Quelqu’un peut m’expliquer pourquoi est ce qu’on accorde autant d’attention a ce dessin animé ? Ca devient lassant à la fin, nous allons voter le 23 Octobre pour une Assemblée Constituante ! On va voter pour notre prochaine Constitution, on va voter pour nos prochaines conditions de vie. J’ai vraiment l’impression que ça arrange beaucoup de personnes tout ce remue-ménage ! Maintenant à savoir qui, a vous de choisir.

Maintenant à savoir si effectivement Nessma a fait preuve de beaucoup d’intelligence en produisant ce dessin animé pile en période électorale, bon la je ne sais pas, mais est ce que cela est mal en soi? Non.. Encore une fois, nous voulons une démocratie ! Alors il faut l’accepter comme telle, elle n’est pas a géométrie variable, elle n’est la pas uniquement quand ça nous arrange. Non mesdames, messieurs, la liberté d’expression, de pensée et de conscience est à respecter même si cela peut gêner certaines croyances privées. Encore une fois vous voyez la distinction entre un dessin animé : Public, et des croyances spirituelles : Privées !

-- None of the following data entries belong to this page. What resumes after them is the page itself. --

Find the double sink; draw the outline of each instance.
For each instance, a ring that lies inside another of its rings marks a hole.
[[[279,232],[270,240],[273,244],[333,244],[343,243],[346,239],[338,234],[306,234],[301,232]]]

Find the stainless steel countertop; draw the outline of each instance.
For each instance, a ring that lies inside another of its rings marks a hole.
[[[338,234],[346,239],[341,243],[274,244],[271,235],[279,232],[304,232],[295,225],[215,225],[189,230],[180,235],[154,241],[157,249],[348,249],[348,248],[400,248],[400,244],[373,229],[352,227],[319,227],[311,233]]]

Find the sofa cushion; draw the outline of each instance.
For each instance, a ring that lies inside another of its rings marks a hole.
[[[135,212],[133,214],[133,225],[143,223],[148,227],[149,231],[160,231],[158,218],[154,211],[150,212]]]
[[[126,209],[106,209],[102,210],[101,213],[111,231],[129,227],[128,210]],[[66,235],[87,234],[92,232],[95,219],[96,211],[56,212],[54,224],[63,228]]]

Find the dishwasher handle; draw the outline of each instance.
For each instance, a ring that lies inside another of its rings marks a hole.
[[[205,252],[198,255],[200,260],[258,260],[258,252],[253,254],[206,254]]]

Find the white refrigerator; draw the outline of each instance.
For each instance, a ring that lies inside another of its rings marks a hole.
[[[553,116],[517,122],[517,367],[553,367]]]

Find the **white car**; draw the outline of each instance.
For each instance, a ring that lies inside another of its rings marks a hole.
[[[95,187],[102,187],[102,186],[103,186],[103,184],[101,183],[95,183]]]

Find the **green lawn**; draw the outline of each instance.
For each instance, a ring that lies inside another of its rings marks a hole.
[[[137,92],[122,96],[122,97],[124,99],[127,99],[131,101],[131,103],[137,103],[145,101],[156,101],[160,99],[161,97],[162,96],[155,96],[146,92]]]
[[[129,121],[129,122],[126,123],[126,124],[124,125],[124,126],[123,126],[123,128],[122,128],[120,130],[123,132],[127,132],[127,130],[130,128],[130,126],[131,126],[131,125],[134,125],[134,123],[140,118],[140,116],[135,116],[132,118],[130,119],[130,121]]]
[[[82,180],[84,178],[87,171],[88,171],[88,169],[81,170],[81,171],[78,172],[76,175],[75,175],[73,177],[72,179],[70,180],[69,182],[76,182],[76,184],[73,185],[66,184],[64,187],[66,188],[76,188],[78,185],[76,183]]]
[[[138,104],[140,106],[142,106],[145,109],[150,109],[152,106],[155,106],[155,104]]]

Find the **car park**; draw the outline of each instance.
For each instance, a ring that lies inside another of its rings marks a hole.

On peut parler diffamation, on peut parler de l’adéquation d’un dessin animé qui porterait atteinte à certains fondamentaux dans une société dont l’ancrage islamique est évident, mais on peut retourner le problème dans tous ses sens, il n’en reste pas moins que, Persepolis ne reste qu’un dessin animé. S’il ne plait pas à certains, il suffit, mes chers amis, de changer de chaine. Ce n’est pas compliqué, ce n’est pas agréable certes, mais c’est la Liberté. Si certaines personnes veulent censurer la chaine ou le dessin animé : sachez que la vous allez affronter plus d’un problème, autre problème que celui de la censure, l’élévation intellectuelle, le droit de s’interroger et de réfléchir au sens de la vie et tout simplement d’accéder la Culture. Je vois que ce dernier point ne fait pas couler beaucoup d’encre, et pourtant ! J’ai cru comprendre que ce dessin animé a obtenu le prix du jury au Festival de Cannes pour sa version longue en 2007. Il obtient également le Cesar du meilleur premier film en 2008 ainsi que celui de la meilleure adaptation.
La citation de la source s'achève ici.